A cura di Giuseppe Olivero, Area Alimentazione e Nutrizione FIMP

 

L’epidemia in corso ha portato non solo problemi infettivologici e psicologici, ma ha anche rappresentato un’emergenza metabolica per i bambini e gli adolescenti.

La permanenza in casa per un periodo così prolungato (2 mesi) non si era mai realizzata e ha favorito stili di vita non salubri.

In particolare, dal punto di vista dietetico, complici la noia e l’ansia, abbiamo assistito all’aumento del consumo di alimenti ad alto contenuto energetico, ricchi di grassi saturi e zuccheri raffinati come dolci, snack salati e bibite zuccherate.
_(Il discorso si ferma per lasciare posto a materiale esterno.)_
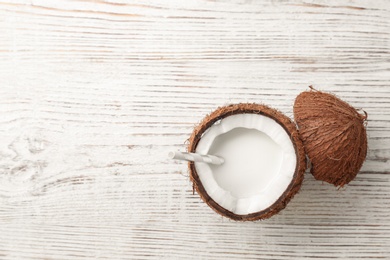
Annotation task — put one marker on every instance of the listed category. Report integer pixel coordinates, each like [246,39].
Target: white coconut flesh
[259,165]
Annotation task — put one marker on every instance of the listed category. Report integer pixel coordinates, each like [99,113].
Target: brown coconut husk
[290,128]
[333,134]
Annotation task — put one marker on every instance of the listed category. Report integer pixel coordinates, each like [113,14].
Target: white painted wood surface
[93,94]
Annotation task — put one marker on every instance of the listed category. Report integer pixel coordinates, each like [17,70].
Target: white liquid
[259,163]
[252,161]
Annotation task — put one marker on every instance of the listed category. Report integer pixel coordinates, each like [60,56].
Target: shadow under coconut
[318,203]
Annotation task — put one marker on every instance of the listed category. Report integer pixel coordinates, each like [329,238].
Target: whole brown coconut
[333,134]
[296,179]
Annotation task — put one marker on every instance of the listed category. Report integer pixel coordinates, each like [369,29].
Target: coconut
[264,161]
[333,134]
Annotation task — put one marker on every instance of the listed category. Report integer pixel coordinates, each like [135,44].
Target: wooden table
[93,95]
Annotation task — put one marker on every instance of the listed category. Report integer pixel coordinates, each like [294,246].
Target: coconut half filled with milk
[264,161]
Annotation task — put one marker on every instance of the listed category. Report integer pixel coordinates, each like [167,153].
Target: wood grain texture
[93,94]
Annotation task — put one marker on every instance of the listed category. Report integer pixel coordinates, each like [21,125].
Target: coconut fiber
[333,134]
[290,128]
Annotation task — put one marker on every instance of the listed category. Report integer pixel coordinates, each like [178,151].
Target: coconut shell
[333,134]
[290,128]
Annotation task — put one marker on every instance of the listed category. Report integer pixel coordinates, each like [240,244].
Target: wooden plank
[95,93]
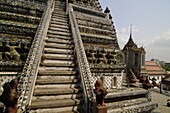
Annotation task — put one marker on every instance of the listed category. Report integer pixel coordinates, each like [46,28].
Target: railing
[30,70]
[84,69]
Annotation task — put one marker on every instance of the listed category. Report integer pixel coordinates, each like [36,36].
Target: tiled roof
[153,69]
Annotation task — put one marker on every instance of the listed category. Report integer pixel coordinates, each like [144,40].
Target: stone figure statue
[12,51]
[100,93]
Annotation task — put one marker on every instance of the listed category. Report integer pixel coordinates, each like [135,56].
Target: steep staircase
[57,88]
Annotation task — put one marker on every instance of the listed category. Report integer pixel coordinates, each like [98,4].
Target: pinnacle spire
[130,31]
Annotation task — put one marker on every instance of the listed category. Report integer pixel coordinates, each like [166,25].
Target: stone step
[59,23]
[59,86]
[60,17]
[59,40]
[68,77]
[59,33]
[59,51]
[55,45]
[58,56]
[56,97]
[59,12]
[59,8]
[56,91]
[60,20]
[54,103]
[73,109]
[59,29]
[124,103]
[55,70]
[59,26]
[55,81]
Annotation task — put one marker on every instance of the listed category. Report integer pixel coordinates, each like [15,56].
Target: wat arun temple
[57,49]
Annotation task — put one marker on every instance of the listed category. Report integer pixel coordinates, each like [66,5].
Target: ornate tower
[134,58]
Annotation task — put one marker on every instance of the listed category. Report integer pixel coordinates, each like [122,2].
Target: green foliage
[165,68]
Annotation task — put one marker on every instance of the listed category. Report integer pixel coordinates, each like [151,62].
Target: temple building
[57,49]
[155,71]
[134,58]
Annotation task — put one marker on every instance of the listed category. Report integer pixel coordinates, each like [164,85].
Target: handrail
[30,70]
[84,69]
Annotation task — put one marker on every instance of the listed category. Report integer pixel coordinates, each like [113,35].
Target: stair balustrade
[30,70]
[84,69]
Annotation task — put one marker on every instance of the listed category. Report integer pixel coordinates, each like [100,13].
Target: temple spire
[130,31]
Tali abitudini, una volta instaurate trovano poi molta difficoltà ad essere sradicate e di conseguenza potrebbero favorire l’instaurarsi di pattern metabolici patologici.

L’aumentata assunzione di calorie, unita alla forzata inattività con uso eccessivo di p.c., tablet, tv e smartphone, favorisce una riduzione del consumo energetico con il risultato di un incremento del peso che predispone all’instaurarsi di sovrappeso ed obesità.

È noto che l’iperinsulinismo, secondario ad una assunzione eccessiva di zuccheri semplici, determina un incremento dei trigliceridi con successivo accumulo nel tessuto adiposo, nel fegato e nel distretto cardiovascolare facilitando il determinarsi di ateroslerosi e steatosi epatica; mentre l’eccesso di zuccheri e sale può provocare a livello renale uno stimolo alla produzione di angiotensina 2, un potente vasocostrittore che fa aumentare la pressione arteriosa.

È opportuno, quindi, che il pediatra di famiglia nelle visite di controllo e nei bilanci di salute realizzi un adeguato “triage alimentare associando un controllo del peso e dei valori di pressione arteriosa, al fine di intercettare le situazioni a rischio in cui le cattive abitudini alimentari e la sedentarietà hanno già portato ad un significativo incremento di peso.

Spetta al pediatra di famglia fare corretta educazione alimentare e promozione dell’attività fisica che, se instaurate precocemente, possono rendere reversibili tali situazioni patologiche.